The validation logic is equally simple:

# amplitude_validate.py
def validate_data_completeness(execution_date: str, ...):
    # execution_date: "2026-01-26" (UTC)
    # Expects 24 hours (0-23 UTC)

    expected_hours = set(range(24))
    # Simple check - no timezone math needed

No conversion functions, no offset calculations, no edge-case handling for month boundaries. The UTC project timezone keeps everything straightforward.


Takeaway

The Export API timezone behavior is not documented clearly, but the answer is predictable once you know where to look. Check your Amplitude project timezone first — it determines everything. If the project is UTC, your ETL pipeline can fetch hours 0-23 for any UTC date without conversion. If the project is a local timezone like KST, you need cross-date fetching logic that is more fragile and harder to debug.

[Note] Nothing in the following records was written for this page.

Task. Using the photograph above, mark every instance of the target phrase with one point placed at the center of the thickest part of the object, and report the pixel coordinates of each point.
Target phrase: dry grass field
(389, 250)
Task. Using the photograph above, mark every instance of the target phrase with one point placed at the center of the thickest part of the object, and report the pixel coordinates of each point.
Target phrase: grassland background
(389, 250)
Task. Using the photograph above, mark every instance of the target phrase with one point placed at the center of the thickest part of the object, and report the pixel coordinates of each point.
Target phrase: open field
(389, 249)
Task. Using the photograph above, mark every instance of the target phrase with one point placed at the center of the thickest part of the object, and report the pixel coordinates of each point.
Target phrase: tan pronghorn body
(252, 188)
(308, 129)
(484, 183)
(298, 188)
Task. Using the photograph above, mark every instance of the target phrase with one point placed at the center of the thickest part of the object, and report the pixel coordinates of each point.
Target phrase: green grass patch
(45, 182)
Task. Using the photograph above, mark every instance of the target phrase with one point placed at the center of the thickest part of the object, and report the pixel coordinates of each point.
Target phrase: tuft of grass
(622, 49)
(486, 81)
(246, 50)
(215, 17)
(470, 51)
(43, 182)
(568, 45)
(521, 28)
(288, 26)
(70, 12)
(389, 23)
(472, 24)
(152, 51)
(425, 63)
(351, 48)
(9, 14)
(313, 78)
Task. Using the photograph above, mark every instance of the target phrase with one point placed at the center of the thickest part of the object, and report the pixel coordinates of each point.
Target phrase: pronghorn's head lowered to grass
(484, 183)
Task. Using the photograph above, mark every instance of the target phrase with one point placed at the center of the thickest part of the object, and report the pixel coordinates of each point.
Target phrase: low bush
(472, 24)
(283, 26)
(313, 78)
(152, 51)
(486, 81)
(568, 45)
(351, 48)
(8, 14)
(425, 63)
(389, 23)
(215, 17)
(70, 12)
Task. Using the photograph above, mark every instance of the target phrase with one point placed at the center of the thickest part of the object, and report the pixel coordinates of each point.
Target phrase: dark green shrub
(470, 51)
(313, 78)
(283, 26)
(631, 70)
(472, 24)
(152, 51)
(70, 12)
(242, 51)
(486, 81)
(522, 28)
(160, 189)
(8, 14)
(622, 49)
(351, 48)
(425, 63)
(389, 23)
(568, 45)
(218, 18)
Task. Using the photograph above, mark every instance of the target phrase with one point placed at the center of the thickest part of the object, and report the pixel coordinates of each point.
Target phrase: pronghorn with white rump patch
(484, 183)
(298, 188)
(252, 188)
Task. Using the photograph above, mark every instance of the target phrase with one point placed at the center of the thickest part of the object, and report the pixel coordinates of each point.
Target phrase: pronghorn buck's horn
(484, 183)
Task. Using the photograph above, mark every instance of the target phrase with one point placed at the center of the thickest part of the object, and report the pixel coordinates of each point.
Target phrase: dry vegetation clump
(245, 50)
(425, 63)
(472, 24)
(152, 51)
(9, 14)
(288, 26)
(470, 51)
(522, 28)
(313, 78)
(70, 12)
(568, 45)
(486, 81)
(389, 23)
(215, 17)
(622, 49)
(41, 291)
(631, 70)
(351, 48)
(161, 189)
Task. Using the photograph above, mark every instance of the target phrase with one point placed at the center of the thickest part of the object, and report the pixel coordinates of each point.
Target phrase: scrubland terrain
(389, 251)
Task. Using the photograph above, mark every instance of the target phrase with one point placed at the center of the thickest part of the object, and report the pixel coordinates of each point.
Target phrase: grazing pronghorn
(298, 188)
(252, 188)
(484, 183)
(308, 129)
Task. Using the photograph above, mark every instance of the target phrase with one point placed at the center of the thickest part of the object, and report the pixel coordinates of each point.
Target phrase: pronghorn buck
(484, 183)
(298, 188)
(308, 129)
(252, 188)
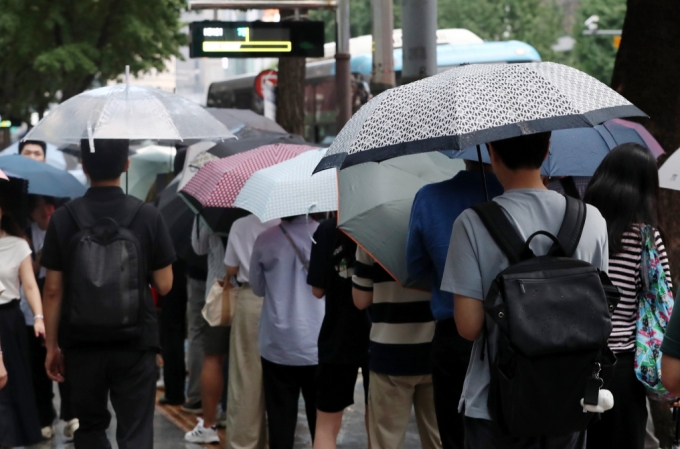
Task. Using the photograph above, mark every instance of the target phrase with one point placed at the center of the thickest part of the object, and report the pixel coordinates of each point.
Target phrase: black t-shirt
(153, 235)
(345, 330)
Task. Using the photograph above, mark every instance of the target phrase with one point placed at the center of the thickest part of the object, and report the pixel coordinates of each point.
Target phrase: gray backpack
(106, 278)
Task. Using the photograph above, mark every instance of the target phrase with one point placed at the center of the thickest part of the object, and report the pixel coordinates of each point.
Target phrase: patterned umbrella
(289, 189)
(218, 183)
(474, 104)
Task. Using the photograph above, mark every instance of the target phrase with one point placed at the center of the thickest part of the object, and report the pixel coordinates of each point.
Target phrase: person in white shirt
(19, 423)
(245, 403)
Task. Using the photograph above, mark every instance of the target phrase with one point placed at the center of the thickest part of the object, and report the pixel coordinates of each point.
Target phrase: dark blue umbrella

This applies specifically to Amplitude’s batch Export API. Other analytics platforms (Mixpanel, GA4) each handle timezones differently. And if you are using Amplitude’s real-time or Cohort APIs, timestamp handling may differ from the Export API as well.

The lesson that stuck with me: when the team asks “shouldn’t we convert to local time?”, the answer often starts with “what timezone is the source system configured to use?”